I found it all fascinating, but harrowing to read in parts, from all the details of Henrietta’s life, how she was treated for cervical cancer in 1951, when she was just 30, to her death nine months later. During her diagnosis and surgery cancer cells taken from her tumour were cultured and amazingly those cells multiplied, doubling every twenty four hours. They became known as HeLa cells (pronounced hee-lah) and have formed the basis for much medical research and drug development ever since. It is also a history of the diagnosis and treatment of cancer and considers the ethical issues around ownership of her cells and the distress, anger and confusion this caused her family. It raises many issues not just regarding ethics, but also regarding science, race and class.
Cancer treatment in 1951 with radium was brutal, but what made it worse was that Henrietta was a black woman, living in near-poverty in Baltimore. Black oral history from at least the 1800s tells of kidnapping black people for research and there were disturbing truths behind the stories – doctors did test drugs on slaves and carried out operations to develop surgical techniques. In 1951 Henrietta was treated at Johns Hopkins Hospital, a hospital built for the benefit of Baltimore’s poor, but black residents suspected it had been ‘built in a poor black neighborhood for the benefit of scientists – to give them easy access to potential research subjects.’ (page 190)
The Lacks family were poor and they misunderstood what was happening. They became fearful and distressed, and some of them were aggressive when they realised with horror that Henrietta still lived on in a way they couldn’t understand. They had no health insurance and received no financial benefit from the research done on the HeLa cells. Rebecca Skloot’s investigation reveals the mental anguish they went through and her account is so very moving. In particular her times with Henrietta’s daughter, Deborah are heart breaking as she records the terrible struggles Deborah had to overcome. It was only years later that Deborah understood that it was her mother’s cancer cells that were still ‘alive’ and not her own normal cells.
‘So we don’t have the thing that made her cells grow forever?’ Deborah asked. Christoph shook his head. ‘Now you tell me after all these years!’ Deborah yelled. ‘Thank God, cause I was wonderin.’
She pointed at a cell on the screen that looked longer than the others. ‘This one is cancer, right? And the rest are her normal ones?’
‘Actually, HeLa is all just cancer,’ Christoph said.
‘Wait a minute,’ she said,’you mean none of our mother’s regular cells still livin? Just her cancer cells?’
‘That’s right.’
‘Oh! See, and all this time I thought my mother regular cells still livin!’ (page 302)

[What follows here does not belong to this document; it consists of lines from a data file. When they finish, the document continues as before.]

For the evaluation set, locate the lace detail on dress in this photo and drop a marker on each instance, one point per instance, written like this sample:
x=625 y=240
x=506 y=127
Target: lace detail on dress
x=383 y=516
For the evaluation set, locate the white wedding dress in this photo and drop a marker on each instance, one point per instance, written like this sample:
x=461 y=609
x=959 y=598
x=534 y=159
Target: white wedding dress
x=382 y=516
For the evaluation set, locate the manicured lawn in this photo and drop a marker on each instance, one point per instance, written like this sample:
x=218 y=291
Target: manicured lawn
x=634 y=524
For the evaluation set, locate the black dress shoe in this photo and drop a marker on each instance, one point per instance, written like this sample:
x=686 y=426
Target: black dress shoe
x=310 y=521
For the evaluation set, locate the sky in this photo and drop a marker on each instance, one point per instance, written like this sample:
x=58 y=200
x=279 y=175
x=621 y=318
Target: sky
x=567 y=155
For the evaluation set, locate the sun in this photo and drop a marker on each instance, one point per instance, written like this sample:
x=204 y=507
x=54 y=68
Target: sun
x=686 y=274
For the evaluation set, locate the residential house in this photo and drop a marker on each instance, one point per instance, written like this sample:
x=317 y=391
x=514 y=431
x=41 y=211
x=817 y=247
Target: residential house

Rebecca Skloot based her book on an impressive amount of research – archival documents, scientific and historical research, including legal documents and medical records. She also used Deborah’s personal journals as well as conducting more than a thousand hours of interviews with Henrietta’s family and friends, and lawyers, ethicists, scientists and journalists who have written about the Lacks family.
This is not a dry scientific account – although there is a lot of scientific detail in the book (not all of which I’m sure I fully understood). It is a remarkable and personal record of the Lacks family that comes to life through dialogue, by adopting the language with which each person spoke and wrote. She explains that where she wrote in the first person using Deborah’s voice she was quoting what she said, only edited for length and occasionally clarity. It is brilliantly written, giving me much to think over – one of the most moving books of non-fiction I’ve read!